Het potentieel voor kostenreductie van groene waterstof is net zo veelbelovend. Factoren zoals de standaardisatie van fabrieksontwerpen, massaproductie van elektrolyzers, kortere bouwtijden, hogere omzettingsefficiënties en aangepaste netwerktarieven kunnen allemaal bijdragen aan een dalende trend in de kosten.
Overheid en industrie: een weg vooruit
NLHydrogen heeft een beroep gedaan op de overheid om belemmeringen in de regelgeving weg te nemen en op bedrijven om doortastendheid te tonen bij hun investeringsbeslissingen. Bovendien is een samenwerkingsplan tussen de publieke sector en de industrie essentieel om de kosten te verlagen. Deze gezamenlijke inspanning zou Nederland wereldwijd in de voorhoede van de productie van hernieuwbare waterstof kunnen plaatsen.
Het TNO-rapport beveelt aan om de marktontwikkeling regelmatig te monitoren, analyses aan te vullen met diverse gegevensbronnen en de kaders voor overheidssteun aan projecten te verbeteren. Het is van vitaal belang om de studie te blijven actualiseren om deze aan te passen aan het verschuivende financiële landschap van groene waterstofproductie.
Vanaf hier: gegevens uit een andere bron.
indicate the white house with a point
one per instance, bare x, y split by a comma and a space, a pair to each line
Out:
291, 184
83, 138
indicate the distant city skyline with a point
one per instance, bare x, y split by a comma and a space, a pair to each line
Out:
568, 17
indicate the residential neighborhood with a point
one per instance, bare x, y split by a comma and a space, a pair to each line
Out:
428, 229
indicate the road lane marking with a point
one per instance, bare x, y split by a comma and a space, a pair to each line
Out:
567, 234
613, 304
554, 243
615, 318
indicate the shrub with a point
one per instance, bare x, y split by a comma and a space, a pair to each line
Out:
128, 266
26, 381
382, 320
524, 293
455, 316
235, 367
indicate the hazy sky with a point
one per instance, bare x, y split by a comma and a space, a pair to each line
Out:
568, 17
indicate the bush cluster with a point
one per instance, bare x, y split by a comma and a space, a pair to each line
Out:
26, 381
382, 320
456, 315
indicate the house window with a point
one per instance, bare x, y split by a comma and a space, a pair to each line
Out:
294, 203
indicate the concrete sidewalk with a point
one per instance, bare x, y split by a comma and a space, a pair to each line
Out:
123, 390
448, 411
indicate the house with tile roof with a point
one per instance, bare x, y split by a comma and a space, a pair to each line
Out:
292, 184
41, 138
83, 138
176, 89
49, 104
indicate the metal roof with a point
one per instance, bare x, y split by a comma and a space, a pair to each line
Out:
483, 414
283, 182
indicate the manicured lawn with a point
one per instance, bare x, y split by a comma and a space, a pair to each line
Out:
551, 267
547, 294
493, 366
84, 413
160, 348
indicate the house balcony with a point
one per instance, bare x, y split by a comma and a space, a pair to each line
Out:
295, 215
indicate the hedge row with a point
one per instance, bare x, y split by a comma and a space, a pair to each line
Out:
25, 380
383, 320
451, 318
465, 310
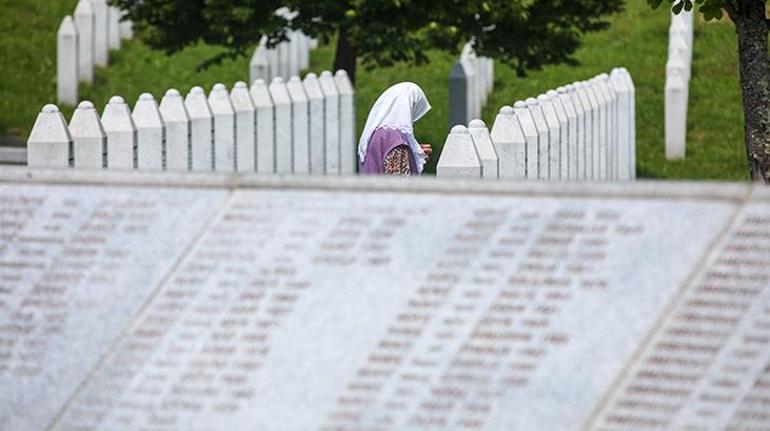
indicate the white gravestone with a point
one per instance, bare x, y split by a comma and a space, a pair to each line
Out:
485, 149
283, 59
612, 147
317, 124
49, 143
121, 134
530, 299
529, 129
675, 109
600, 145
224, 129
564, 150
602, 84
245, 127
126, 29
624, 124
471, 75
304, 51
543, 139
592, 129
177, 122
458, 156
510, 144
201, 130
568, 109
101, 32
272, 58
263, 103
67, 62
85, 22
583, 129
113, 27
300, 126
604, 79
89, 143
284, 155
554, 136
332, 120
348, 143
259, 65
632, 117
150, 134
294, 67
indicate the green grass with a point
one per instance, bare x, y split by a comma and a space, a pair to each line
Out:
637, 40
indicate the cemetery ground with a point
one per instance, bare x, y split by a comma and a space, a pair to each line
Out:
637, 40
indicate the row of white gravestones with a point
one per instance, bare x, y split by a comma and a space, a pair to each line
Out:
471, 80
302, 127
284, 60
582, 131
83, 42
678, 70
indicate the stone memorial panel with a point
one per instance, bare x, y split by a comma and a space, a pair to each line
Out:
357, 303
75, 265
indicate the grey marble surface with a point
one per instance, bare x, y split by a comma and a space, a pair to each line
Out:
224, 302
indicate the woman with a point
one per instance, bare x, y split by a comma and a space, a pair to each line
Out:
387, 145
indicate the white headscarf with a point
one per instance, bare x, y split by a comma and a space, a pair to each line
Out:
399, 107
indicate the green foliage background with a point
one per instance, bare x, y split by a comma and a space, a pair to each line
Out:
637, 39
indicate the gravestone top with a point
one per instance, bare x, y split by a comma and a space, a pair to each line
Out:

Uitdagingen en kansen voor de toekomst
Hoewel de kosten voor de productie van hernieuwbare waterstof in Nederland momenteel hoog zijn, wordt verwacht dat optimalisatie en schaalvoordelen aanzienlijke besparingen zullen opleveren voor toekomstige projecten. De studie van TNO omvatte gegevens van veertien elektrolyseprojecten, variërend van 100 MW tot 200 MW, en identificeerde de belangrijkste bijdragen aan de genivelleerde kosten van waterstof als de kosten van elektriciteit, investeringskosten en het transporttarief van het hoogspanningsnet.
Het is echter cruciaal om op te merken dat de resultaten van de TNO-studie niet veralgemeend mogen worden voor toekomstige projecties. De gegevens zijn aanzienlijk variabel en weerspiegelen het prille stadium van de industrie en de zich ontwikkelende technologie. De box- en whiskerplots van de studie laten de aanzienlijke spreiding en onzekerheid van de gegevens zien, wat aangeeft dat sommige projecten gunstiger kunnen uitpakken, maar dat andere projecten moeite kunnen hebben om levensvatbaar te worden zonder substantiële overheidsbijdragen.
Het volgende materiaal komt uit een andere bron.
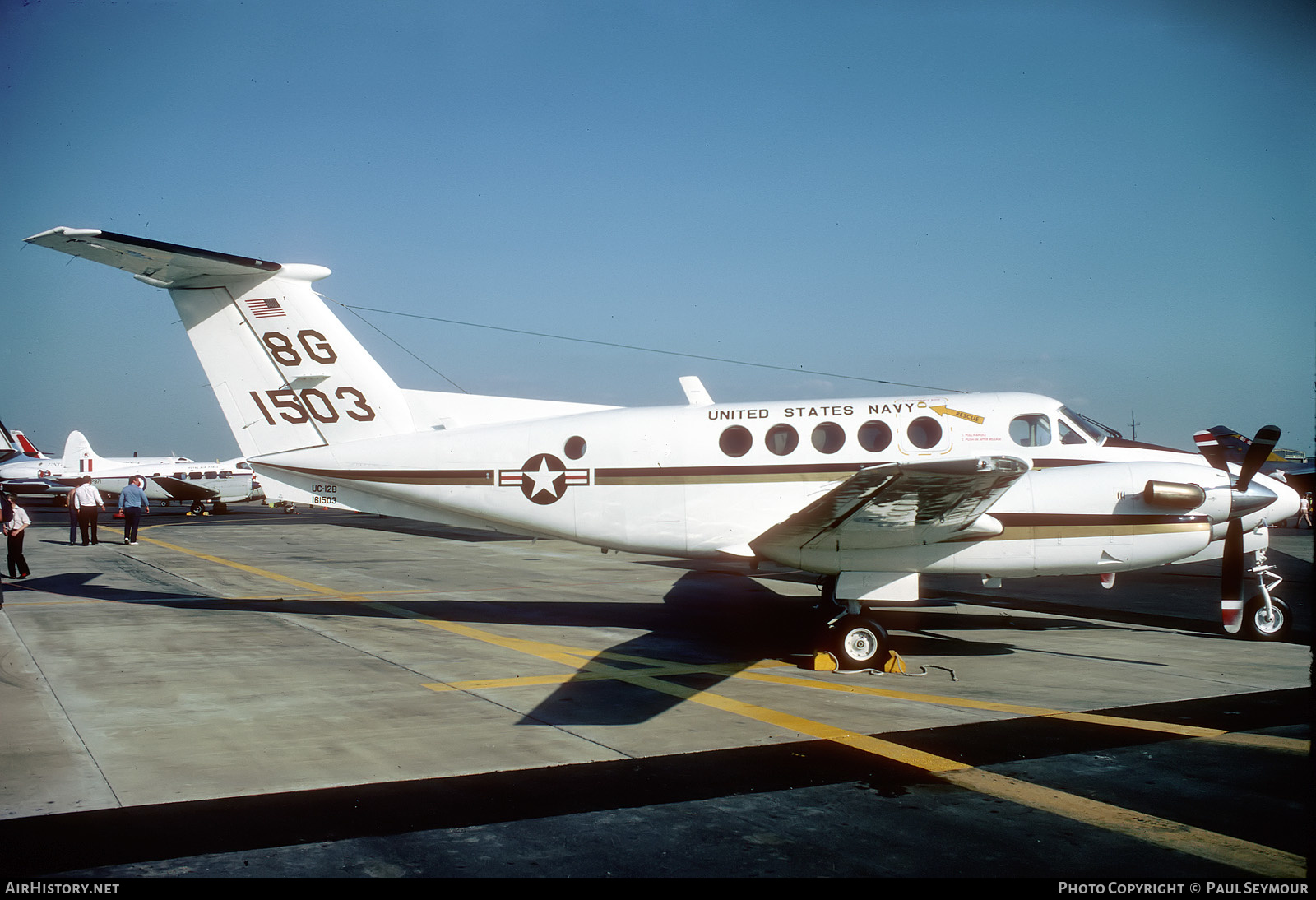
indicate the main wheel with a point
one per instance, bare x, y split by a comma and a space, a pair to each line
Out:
1261, 624
859, 643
De weg naar concurrerende groene waterstof
Ondanks de uitdagingen laat het onderzoek zien dat de productie van groene waterstof in Nederland veelbelovend is. De grootschalige waterelektrolyseprojecten in het land, hoewel momenteel beperkt in realisatie vanwege de hoge kosten, zouden kunnen profiteren van gedeelde ervaringen en technologieverbeteringen. Regelmatige updates van het onderzoek en nauwgezette aandacht voor marktontwikkelingen zullen cruciaal zijn voor het creëren van een gedeeld begrip onder projectontwikkelaars, beleidsmakers en onderzoekers. Tot slot zal de betrokkenheid van de publieke en private sector waarschijnlijk het tempo bepalen waarin groene waterstof een concurrerende en duurzame energiebron wordt.